The village high street’s heaving and the wine bar’s been full a good while now.
But it’s not yet ten o’clock.
In the morning.
A pudgy coach rolls its girth down the road, huffs and puffs into a parking place outside the packed venue – and waits.
The chill, dankness of morning has not yet evaporated, but the sun is there, somewhere. You can feel it struggling to break through the mist. And the air is tinted a little more lemon, now, than ash.
The rival bookies’ doors are winking at the world. Inviting, alluring – tempting.
‘Come in, come in! Take a punt, it won’t take long. You know you want to…’
A man steps out of his car and hesitates.
Crosses the threshold.
Takes a free pen. Opens his wallet.
Leaves before he can spend any more.
Midget blue biros lie in the gutter, symbols of dashed hopes – or dreams come true.
Not many of those yet, I’d guess, the dreams come true.
Any time now be-suited men in shiny shoes will straggle out from the wine bar and onto the street.
Standing in a gaggle they’ll twitch their shoulders, trussed up as they are in their grey or black straitjackets. Shifting from foot to foot like toddlers who needs the potty. Having a last smoke before they’re stuck in yet another public place where they can’t.
Women on heels like instruments of torture, hair in up-dos under frothy fascinators, will teeter off to climb on the bus. Bare, girly arms prickling with goosebumps, shoestring straps slipping off cold shoulders under ineffectual shrugs and shawls.
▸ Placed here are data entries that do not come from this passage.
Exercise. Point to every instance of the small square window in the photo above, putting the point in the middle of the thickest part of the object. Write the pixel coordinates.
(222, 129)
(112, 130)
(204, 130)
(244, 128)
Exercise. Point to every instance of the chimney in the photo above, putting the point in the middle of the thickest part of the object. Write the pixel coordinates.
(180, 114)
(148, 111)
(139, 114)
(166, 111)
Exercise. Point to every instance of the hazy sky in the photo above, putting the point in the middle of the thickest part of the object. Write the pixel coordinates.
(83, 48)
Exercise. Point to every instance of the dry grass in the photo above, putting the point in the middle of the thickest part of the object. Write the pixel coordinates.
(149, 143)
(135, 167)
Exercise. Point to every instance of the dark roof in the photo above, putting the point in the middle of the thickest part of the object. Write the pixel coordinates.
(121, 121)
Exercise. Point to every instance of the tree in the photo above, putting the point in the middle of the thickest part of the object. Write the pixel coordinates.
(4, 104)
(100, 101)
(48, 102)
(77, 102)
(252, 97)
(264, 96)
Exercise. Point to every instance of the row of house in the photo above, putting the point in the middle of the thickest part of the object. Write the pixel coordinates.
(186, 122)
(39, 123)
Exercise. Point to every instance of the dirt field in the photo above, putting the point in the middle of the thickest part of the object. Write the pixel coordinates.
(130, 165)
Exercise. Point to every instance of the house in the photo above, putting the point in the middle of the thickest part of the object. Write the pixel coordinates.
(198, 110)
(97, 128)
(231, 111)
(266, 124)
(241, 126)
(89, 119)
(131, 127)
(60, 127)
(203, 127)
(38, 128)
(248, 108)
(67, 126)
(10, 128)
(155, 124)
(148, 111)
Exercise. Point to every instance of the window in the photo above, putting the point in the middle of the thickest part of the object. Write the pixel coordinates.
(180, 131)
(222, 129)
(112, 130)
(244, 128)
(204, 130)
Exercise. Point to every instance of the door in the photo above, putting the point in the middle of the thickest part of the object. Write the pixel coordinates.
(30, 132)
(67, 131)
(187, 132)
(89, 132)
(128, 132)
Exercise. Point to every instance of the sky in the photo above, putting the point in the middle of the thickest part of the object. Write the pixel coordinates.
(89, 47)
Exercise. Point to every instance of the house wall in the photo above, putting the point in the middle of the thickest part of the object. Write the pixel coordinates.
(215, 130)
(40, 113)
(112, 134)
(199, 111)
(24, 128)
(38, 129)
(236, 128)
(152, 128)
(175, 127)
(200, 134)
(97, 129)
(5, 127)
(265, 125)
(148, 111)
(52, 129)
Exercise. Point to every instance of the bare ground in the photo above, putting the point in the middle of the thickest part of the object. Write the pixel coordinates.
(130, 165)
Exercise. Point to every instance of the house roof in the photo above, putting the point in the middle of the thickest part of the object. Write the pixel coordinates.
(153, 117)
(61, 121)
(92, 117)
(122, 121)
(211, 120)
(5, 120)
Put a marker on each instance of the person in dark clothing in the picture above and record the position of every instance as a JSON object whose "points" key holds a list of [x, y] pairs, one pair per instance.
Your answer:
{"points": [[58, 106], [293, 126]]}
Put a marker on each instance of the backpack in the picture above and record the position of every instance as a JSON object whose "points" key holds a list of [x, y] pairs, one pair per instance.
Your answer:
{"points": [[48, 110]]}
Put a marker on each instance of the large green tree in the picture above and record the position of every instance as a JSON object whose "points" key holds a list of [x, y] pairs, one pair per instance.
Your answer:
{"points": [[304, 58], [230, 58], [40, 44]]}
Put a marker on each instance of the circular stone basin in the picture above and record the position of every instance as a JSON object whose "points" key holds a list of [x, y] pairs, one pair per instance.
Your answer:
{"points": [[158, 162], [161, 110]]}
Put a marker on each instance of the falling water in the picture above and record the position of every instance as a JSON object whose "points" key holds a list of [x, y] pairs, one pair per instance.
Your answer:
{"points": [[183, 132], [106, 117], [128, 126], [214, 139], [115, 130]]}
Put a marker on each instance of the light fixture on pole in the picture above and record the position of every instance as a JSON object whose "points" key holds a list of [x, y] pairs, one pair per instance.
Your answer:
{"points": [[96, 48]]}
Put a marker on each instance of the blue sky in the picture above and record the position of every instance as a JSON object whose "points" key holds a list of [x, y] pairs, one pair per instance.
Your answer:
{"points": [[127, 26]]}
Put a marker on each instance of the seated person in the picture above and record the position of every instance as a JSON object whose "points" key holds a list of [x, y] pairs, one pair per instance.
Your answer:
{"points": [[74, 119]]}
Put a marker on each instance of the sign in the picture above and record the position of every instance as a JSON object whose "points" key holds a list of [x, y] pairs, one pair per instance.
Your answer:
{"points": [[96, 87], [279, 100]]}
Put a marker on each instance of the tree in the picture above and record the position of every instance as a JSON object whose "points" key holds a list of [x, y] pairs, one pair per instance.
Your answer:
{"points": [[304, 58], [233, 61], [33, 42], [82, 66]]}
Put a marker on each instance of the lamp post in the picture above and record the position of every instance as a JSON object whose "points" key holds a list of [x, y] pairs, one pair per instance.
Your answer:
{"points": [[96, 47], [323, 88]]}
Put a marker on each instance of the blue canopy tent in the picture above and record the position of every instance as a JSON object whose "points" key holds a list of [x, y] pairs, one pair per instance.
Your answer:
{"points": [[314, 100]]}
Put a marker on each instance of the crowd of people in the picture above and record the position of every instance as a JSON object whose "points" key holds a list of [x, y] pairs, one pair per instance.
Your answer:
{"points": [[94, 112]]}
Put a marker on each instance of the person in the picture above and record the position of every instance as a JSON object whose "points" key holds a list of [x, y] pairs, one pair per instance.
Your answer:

And loving it. Despite the weather that promised so much earlier in the week and delivered this damp coastal blanket.
Round here anyone with an eye on the world and an ounce of sense is leaving the car at home for the next few days. Let the train take the strain, it’s Aintree time again.
But the rest of the world awaits the one big day, the Grand National. Then the doors of the bookies stand open, unaccustomed gamblers clogging the surfaces as they try to work out how to place a bet. Incongruous as women in the Freemasons – or some antediluvian golf clubs.
It’s not comfortable, in there, if you’re an outsider. It has a language of its own, betting on the gee-gees. I can’t even understand the odds. Just about grasped the concept of each way. But trifectas, boxed bets and Burlington Bertie? The bizarre silence of the mad, arm-waving tic-tac? Too much. Though I can see the appeal.
There are those who decry the cruelty of the big race, the whips, the broken ankles, humane shots in the head despatching ruined horses. There are those who sneer at the Scousers having fun. And those who simply ignore it. But round here you can’t. And why would you?
I’m jealous, really. I’d like to be in a party, heading for that wonderful belt of green. That throng of excited people, those pretty dresses and crisp white shirts. The tang of a pint of bitter, the tingle of a glass of fizz. The aroma of chips and grass and horse sweat – and spring in the air.
But I’m back in my little office, watching the robin darting in and out of the garden, the wood pigeon waddling around after the seeds dropped from the fat ball, the chaffinches and coal tits – and bumble bees pollinating our new pear trees.
And there are bright yellow daffodils making up for the absent sun, trees bursting with buds gradually greening the outside world.
Besides, I don’t have a fascinator – or a shoestring-strapped dress.
And you know, it really is quite cold out there.